Сегодня Мирон тоже пришёл в институт к семи утра: через час должны были привезти столы в несколько аудиторий. Старые деревянные, похожие на учебные парты, занимали в комнатах много места. Новые, из металла и пластика, были лёгкими и красивыми. Открыв нужные классы, старик за час вынес в коридоры стулья, аккуратно составив их у стен, и спустился вниз к центральной двери. Деловито прохаживаясь по большому бетонному крыльцу перед главным корпусом, завхоз курил и недовольно бормотал что-то себе под нос. Две машины с новыми столами задерживались, и завхоз уже сейчас, в начале девятого, размышлял, хватит ли времени до обеда, чтобы уладить дела. После еды, приправленной тройкой стопочек «горькой», старик обязательно спал. Столько же старик выпивал для аппетита и вечером. Жена, привыкшая за долгую семейную жизнь к возлияниям супруга, ежедневно, и несмотря на мораторий по супружескому долгу, закупала в продмаге чекушку, которую заботливо ставила в холодильник. То, что покупал сам Мирон, списывалось на «неучтёнку» и для дела. «Рабочим налить нада? Во! А Егоровне, чтобы полегчало? Сам бог велел! Так что, женщина, молчи в две дырки. Я не пьяный с работы пришёл, а уставший», – лечил Мирон супругу. Она, хотя и ворчала, наливая и поднося, затем, так же привычно, садилась напротив мужа и с умилением глядела как, не разгибая спины, лопает Мирон наваристый борщ и заедает его котлетами, нахваливая.
Именно про еду и думал завхоз, заранее зная, что сегодня супруга затеяла на обед голубцы. А уж под них водка шла сама собой, без всяких уговоров.
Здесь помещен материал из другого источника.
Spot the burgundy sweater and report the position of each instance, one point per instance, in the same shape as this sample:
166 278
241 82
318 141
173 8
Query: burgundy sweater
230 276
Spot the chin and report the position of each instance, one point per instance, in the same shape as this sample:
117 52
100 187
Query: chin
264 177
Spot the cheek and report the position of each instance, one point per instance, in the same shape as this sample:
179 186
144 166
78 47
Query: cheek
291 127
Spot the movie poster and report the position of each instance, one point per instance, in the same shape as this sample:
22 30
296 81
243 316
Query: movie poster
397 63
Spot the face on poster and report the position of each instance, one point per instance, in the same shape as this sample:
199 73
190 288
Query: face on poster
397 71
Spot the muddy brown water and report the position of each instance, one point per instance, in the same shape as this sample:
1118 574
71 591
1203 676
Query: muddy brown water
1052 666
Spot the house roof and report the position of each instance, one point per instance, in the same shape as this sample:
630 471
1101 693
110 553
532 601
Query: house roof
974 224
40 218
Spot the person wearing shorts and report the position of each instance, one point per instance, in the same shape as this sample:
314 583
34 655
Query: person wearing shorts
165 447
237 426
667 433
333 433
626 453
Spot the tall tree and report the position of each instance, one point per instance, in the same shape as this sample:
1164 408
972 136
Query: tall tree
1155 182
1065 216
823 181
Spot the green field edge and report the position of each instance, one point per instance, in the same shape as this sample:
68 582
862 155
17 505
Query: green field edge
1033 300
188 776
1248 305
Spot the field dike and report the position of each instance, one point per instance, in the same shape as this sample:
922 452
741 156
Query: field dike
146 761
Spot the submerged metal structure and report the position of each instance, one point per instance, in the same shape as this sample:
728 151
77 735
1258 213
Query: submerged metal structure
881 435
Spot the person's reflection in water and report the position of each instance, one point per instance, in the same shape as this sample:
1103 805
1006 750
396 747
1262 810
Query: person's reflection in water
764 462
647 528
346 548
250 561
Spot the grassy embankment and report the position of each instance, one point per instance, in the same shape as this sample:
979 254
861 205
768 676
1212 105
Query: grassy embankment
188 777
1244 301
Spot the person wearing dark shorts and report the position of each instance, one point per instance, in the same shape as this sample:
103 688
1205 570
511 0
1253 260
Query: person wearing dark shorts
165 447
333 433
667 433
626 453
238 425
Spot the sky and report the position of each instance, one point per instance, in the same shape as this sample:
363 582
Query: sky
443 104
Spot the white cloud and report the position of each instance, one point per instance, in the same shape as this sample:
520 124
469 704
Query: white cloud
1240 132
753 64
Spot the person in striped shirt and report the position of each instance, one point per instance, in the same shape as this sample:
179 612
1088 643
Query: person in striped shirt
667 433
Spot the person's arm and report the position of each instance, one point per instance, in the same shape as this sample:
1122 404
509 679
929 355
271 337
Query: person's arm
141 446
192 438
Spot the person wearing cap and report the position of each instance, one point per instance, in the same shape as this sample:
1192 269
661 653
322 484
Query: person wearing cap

Мирону даже показалось, что он почувствовал вкус «Коленвала». Название самой дешёвой водке, стоимостью в три рубля шестьдесят две копейки, в народе присвоили за кардиограммную надпись на этикетке, напоминавшую работягам форму элемента двигателя.
Поёжившись в тени крыльца, так как солнце, не в пример людям, вставать ленилось и застряло где-то за низкими облаками, старик снова вытащил часы из кармана широких штанов. Время показывало десять минут девятого, а машин с мебелью всё не было. Мирон выругался громко и многослойно. Завтра приедут замерять размеры окон в классах для пошива штор. Желательно, чтобы занавески подобрали в тон покрытиям столов. К тому же старую мебель, чтобы не устраивать в коридорах свалку, нужно немедля отвезти на механостроительный завод тут же в посёлке, где их пустят на топливо. А новые столы рабочие должны осторожно освободить от транспортной картонной оболочки, занести на этажи, собрать и расставить.
В половине десятого, в очередной раз выбежав за угол стеклянного здания амфитеатра по узкой асфальтовой дорожке, старик чуть не вписался в ректора.
– Тьфу ты! – осел Орлов от неожиданности. – Чего ты, Мирон, выскакиваешь, как чёрт из табакерки?
Старик, не обижаясь, тут же стал рассказывать про свои беды с нерадивыми перевозчиками.
– Там они стоят, у проходной. Уже полчаса как приехали и ждут твоего величества, – указал Иван Иванович в сторону ворот, не задерживаясь.
– Бараны, – только и смог позволить себе завхоз в присутствии главного начальника института. Но, уже отбежав, вернулся к углу и окликом настиг Орлова, тяжело поднимающегося по ступеням крыльца: – Ван Ваныч, а вы чего тут в такую рань? Случилось ась что?
Больше всего завхоз переживал о том, что ректор станет проверять, куда поедут старые столы. За них завхоз механостроительного завода обещал Мирону магарыч и даже приплату в чирик. Орлов, не оборачиваясь, махнул и скрылся за большой дверью основного здания. – Господи, не приведи, – обложил себя старик крестом и понёсся к воротам, семеня мелкими шагами и сильно, по-стариковски, наклонившись вперёд и раскатисто ругаясь.